Cristãos que falham não perdem sua salvação (como alguns erroneamente ensinam); se isso fosse verdade, então João teria dito: “Se alguém pecar, ele precisa receber a Cristo como seu Salvador novamente”. Mas ao referir-se a Cristo como nosso Advogado, como ele o faz, indica que está tratando com o assunto de restauração e não de salvação. Note também: a advocacia de Cristo é para “com o Pai”. Isso mostra que o pecado de um crente não afeta seu relacionamento com Deus. Deus ainda é seu Pai e o crente ainda é Seu filho, mesmo que tenha falhado. Da mesma forma, em uma família terrena, a criança que desobedece a seu pai não deixa de ser seu filho. Embora nosso relacionamento com Deus não possa ser afetado pelo pecado, nossa comunhão com Deus certamente será, e permanecerá suspensa até que confessemos o pecado que rompeu a comunhão. O problema é que poderemos entrar num estado de alma tão fraco que nem sequer estaremos conscientes de que estamos fora da comunhão com o Senhor e ser como Sansão que “não sabia que já o SENHOR Se tinha retirado dele” (Jz 16:20). Não devemos pensar que o Senhor nos abandona quando pecamos; Ele prometeu nunca fazer isso (Hb 13:5). Mas Ele retira o senso de Sua presença conosco.
“Advogado [Paráclito – TB]” poderia ser traduzido como “Patrono”, que significa “aquele que assume a causa de outro”. Na Escritura, é aplicado ao Senhor (1 Jo 2:1) e ao Espírito Santo (“parakletos” em grego, traduzido como “Consolador” em Jo 14:16, 26, 15:26, 16:7).
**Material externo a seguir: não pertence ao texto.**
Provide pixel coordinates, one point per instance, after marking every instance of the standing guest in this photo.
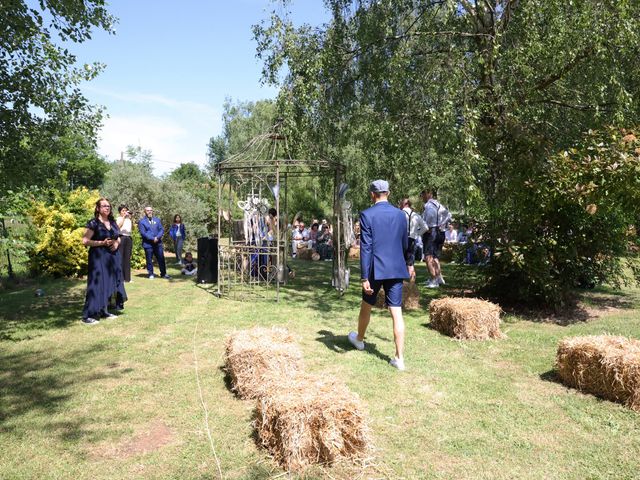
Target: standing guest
(415, 226)
(451, 235)
(151, 231)
(300, 236)
(325, 243)
(313, 235)
(384, 262)
(126, 242)
(436, 216)
(104, 275)
(178, 234)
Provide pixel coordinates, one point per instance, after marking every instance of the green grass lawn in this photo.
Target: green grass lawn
(120, 399)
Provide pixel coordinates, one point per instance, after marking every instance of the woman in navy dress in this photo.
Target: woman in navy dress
(104, 278)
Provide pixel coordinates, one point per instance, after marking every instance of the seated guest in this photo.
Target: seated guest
(451, 234)
(271, 225)
(325, 243)
(300, 236)
(313, 235)
(188, 265)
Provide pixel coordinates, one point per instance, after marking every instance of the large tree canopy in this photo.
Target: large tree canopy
(40, 99)
(469, 96)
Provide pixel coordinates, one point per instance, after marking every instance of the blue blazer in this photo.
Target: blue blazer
(384, 244)
(149, 231)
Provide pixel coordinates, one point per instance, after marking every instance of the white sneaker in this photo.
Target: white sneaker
(397, 363)
(432, 284)
(353, 339)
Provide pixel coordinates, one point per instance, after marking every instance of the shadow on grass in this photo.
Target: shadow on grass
(551, 376)
(340, 344)
(24, 315)
(40, 384)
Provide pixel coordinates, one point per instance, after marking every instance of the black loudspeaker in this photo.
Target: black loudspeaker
(207, 260)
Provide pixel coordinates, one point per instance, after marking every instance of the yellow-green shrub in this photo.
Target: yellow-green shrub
(59, 228)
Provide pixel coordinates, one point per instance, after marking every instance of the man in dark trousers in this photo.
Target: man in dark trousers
(151, 231)
(384, 262)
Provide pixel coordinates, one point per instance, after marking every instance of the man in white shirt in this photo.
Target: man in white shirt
(300, 237)
(415, 227)
(436, 217)
(451, 235)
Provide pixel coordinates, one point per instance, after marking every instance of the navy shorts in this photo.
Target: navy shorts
(392, 292)
(433, 241)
É importante entender que a obra de Cristo como um Advogado começa imediatamente quando um crente cai em pecado, e não quando ele se volta para Deus em arrependimento e confessa seus pecados. João não diz: “Se alguém confessar seus pecados, tem um Advogado junto ao Pai”. Isso faria com que o trabalho de advocacia de Cristo fosse consequência de o crente falho se voltar para Ele, e estaríamos, assim, colocando o “carro na frente dos bois”. Se a obra de Cristo como um Advogado dependesse de nos voltarmos para Deus e confessarmos os nossos pecados, ninguém jamais seria restaurado, porque nenhum crente falho pode voltar por sua própria vontade – tal é o poder escravizador do pecado (Pv 5:22; Jo 8:34). A verdade é que não podemos nos salvar e, se falharmos, não podemos nos restaurar. A restauração é puramente uma obra do Senhor (Sl 23:3). É o que Cristo faz como um Advogado que nos leva a voltar para Deus e confessar nossos pecados.
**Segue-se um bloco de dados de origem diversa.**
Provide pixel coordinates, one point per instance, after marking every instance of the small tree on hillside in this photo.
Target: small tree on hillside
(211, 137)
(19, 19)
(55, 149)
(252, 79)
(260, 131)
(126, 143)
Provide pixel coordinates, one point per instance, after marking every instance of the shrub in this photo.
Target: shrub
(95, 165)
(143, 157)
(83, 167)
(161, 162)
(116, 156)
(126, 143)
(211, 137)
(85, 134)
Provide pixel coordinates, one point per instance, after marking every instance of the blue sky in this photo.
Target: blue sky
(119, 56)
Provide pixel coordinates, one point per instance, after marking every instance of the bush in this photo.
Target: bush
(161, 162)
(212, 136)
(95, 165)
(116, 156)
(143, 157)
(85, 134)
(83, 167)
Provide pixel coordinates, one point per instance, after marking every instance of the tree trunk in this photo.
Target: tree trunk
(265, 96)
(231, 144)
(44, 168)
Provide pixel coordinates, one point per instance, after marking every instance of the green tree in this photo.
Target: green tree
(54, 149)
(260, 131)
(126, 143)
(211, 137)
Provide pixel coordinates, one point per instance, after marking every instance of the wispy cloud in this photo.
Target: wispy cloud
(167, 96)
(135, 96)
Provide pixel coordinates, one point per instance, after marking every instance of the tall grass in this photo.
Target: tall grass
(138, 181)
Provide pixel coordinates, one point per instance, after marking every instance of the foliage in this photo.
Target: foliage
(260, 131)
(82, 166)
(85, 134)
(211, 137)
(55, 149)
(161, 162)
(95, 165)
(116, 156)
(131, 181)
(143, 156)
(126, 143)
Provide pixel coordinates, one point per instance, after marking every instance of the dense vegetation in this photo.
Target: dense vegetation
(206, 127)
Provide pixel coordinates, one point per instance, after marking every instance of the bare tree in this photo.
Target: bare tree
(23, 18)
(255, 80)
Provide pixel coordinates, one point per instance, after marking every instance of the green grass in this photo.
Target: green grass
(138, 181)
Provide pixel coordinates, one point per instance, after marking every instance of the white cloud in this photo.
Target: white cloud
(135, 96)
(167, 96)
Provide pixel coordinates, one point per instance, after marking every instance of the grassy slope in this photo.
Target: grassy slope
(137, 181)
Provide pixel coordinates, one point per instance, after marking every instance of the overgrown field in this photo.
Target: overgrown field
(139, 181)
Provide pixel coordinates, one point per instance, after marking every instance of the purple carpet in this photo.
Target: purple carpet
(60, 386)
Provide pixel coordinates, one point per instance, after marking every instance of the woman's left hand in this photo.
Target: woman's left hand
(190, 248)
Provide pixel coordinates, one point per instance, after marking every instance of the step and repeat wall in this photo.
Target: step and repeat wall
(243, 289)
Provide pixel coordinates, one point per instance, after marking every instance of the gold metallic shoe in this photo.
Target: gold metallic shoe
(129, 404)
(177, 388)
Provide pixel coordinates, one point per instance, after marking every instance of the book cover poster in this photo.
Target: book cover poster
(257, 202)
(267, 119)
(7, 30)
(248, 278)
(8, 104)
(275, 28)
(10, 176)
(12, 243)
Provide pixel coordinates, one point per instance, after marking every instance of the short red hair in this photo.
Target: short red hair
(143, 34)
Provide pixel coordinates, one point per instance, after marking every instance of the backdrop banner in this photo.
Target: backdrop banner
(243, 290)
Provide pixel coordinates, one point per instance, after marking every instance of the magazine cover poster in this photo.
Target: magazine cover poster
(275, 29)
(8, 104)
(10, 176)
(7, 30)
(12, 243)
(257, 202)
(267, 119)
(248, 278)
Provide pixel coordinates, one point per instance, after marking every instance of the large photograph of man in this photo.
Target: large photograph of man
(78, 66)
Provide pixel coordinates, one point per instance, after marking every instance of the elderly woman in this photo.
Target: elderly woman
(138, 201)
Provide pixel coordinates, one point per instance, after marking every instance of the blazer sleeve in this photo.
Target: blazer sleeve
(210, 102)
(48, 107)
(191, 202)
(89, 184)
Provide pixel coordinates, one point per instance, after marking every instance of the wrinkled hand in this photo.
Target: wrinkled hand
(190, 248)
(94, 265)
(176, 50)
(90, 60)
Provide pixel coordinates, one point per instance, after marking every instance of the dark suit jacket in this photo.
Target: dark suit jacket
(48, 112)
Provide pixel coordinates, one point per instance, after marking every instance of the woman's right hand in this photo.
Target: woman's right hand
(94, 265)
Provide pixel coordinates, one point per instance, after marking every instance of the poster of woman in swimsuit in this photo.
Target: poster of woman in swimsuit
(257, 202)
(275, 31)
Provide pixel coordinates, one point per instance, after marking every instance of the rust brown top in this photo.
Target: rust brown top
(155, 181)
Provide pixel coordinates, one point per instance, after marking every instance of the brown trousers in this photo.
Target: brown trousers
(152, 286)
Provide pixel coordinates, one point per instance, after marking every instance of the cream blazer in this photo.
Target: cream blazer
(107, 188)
Quatro Coisas Envolvidas na Advocacia de Cristo
Podemos perguntar: “O que exatamente Cristo faz como um Advogado que resulta na restauração do crente?” Há quatro coisas envolvidas neste trabalho:
- Em primeiro lugar, no exato momento que pecamos, Ele vai ao Pai e ora por nossa restauração. O Senhor orou por Pedro dessa maneira antes de Pedro ter retornado (Lc 22:31). Ao mesmo tempo, o Senhor defende nossa causa diante de Deus contra as acusações do diabo com relação aos pecados envolvidos em nossas falhas (Ap 12:10). O Senhor não está lá para persuadir Deus a desculpar ou ignorar nossos pecados, mas como “Jesus Cristo, o Justo”, Ele aponta para o Seu sangue e diz: “Eu paguei por esses pecados no terreno de ter feito ‘propiciação’ por eles”. Assim, nossa restauração é baseada na eficácia imutável da obra propiciatória de Cristo na cruz.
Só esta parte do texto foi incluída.